Bien, vayamos al grano. Lo sucedido en Amersfoort fue que una pareja de ejemplares machos de pingüino de El Cabo (Spheniscus demersus), decidieron hacer una incursión en el nido de una pareja lesbiana que se encontraba cerca, para robarles todos los huevos. Desde entonces, la “intrigante” pareja ha venido compartiendo todos los cuidados de su botín, turnándose para mantener calientes los huevos y para buscar alimento.

Curiosamente, estos mismos animales ya habían robado otro huevo el año pasado (aprovechando que nadie miraba) a una pareja diferente, si bien el esfuerzo fue fallido ya que el huevo no eclosionó. Parece ser que esta pareja de machos es la dominante en el hábitat dedicado a los pingüinos del zoo neerlandés, en el que conviven 17 aves con fuertes vínculos entre sí.

Tal vez la experiencia del año pasado sirvió para que este año nuestros aspirantes a padre se “envalentonasen” y no se conformasen con robar un solo huevo. Los pobres pingüinos no tienen forma de saber que los huevos que han robado este año a la pareja lesbiana (las verdaderas víctimas en toda esta historia), probablemente no estén fertilizados y que por tanto tampoco llegarán a buen término.

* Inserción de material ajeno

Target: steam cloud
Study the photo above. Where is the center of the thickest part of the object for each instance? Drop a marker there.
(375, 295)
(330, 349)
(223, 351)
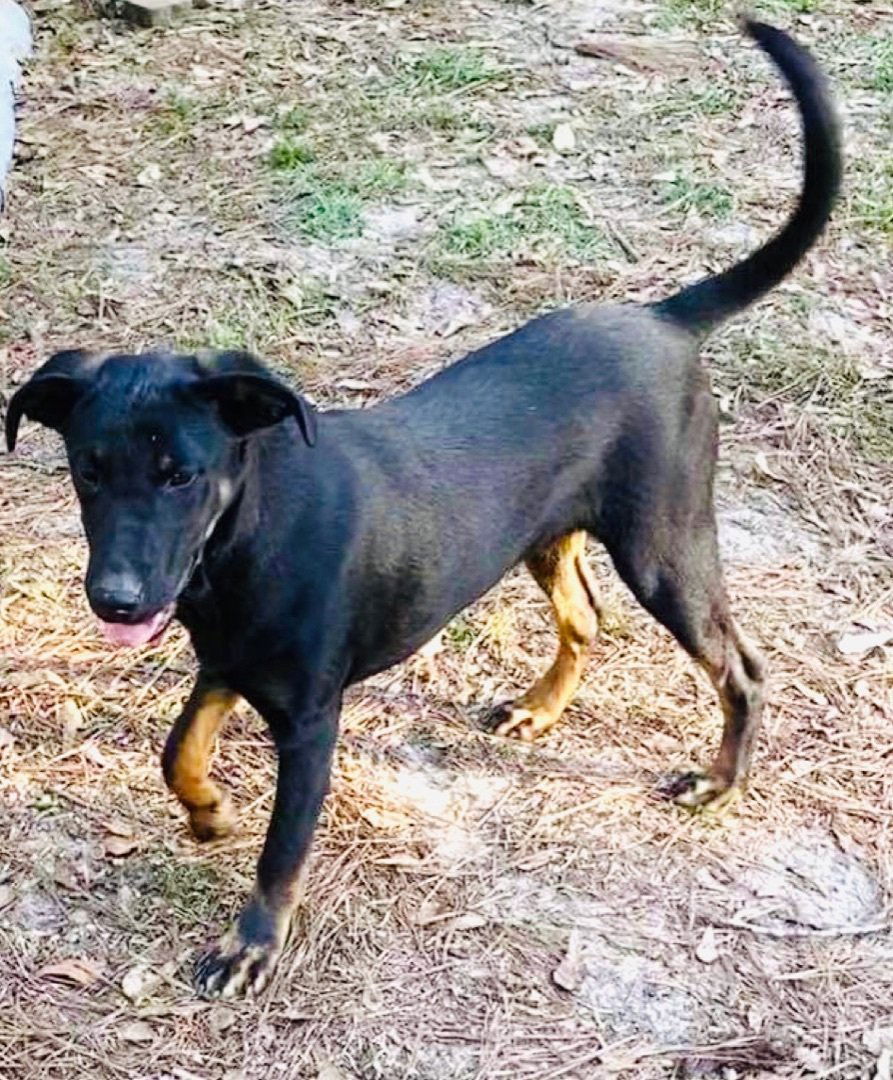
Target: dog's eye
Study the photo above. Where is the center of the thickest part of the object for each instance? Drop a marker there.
(179, 477)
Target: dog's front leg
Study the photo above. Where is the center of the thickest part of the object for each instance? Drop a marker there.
(244, 959)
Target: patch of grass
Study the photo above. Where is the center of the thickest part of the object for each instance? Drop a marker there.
(548, 217)
(225, 333)
(441, 115)
(179, 117)
(460, 634)
(686, 194)
(797, 369)
(287, 154)
(880, 65)
(450, 68)
(191, 890)
(294, 120)
(871, 196)
(327, 204)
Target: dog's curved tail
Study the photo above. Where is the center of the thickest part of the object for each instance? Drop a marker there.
(704, 305)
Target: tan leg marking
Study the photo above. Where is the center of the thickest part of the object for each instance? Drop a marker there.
(562, 572)
(738, 671)
(186, 757)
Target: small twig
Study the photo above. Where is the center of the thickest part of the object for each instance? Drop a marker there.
(851, 931)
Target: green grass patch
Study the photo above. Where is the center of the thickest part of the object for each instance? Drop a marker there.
(880, 64)
(326, 202)
(686, 194)
(795, 368)
(460, 634)
(449, 68)
(548, 219)
(870, 199)
(294, 120)
(287, 153)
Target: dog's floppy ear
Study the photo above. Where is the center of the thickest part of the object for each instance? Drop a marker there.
(51, 392)
(248, 397)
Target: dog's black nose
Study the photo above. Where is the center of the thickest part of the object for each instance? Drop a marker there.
(116, 597)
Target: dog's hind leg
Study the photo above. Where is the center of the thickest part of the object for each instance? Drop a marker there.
(562, 572)
(666, 551)
(186, 756)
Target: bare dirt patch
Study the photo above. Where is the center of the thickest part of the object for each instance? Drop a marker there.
(361, 191)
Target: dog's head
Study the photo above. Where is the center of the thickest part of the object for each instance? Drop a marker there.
(156, 445)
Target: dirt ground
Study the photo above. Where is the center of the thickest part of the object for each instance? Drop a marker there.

Los pingüinos del cabo tienen dos puestas al año, así que pronto veremos más huevos en circulación. En algunos zoos es costumbre asignar los huevos que algunos padres abandonan sin empollar a parejas infértiles que están deseando procrear. Crucemos los dedos, picos y patas para que algo así suceda en un futuro cercano y tanto la pareja gay como la lesbiana consigan ser padres.

La comunidad queer del zoo lo agradecerá enormemente, y seguramente buena parte de los lectores también. ¿No es así?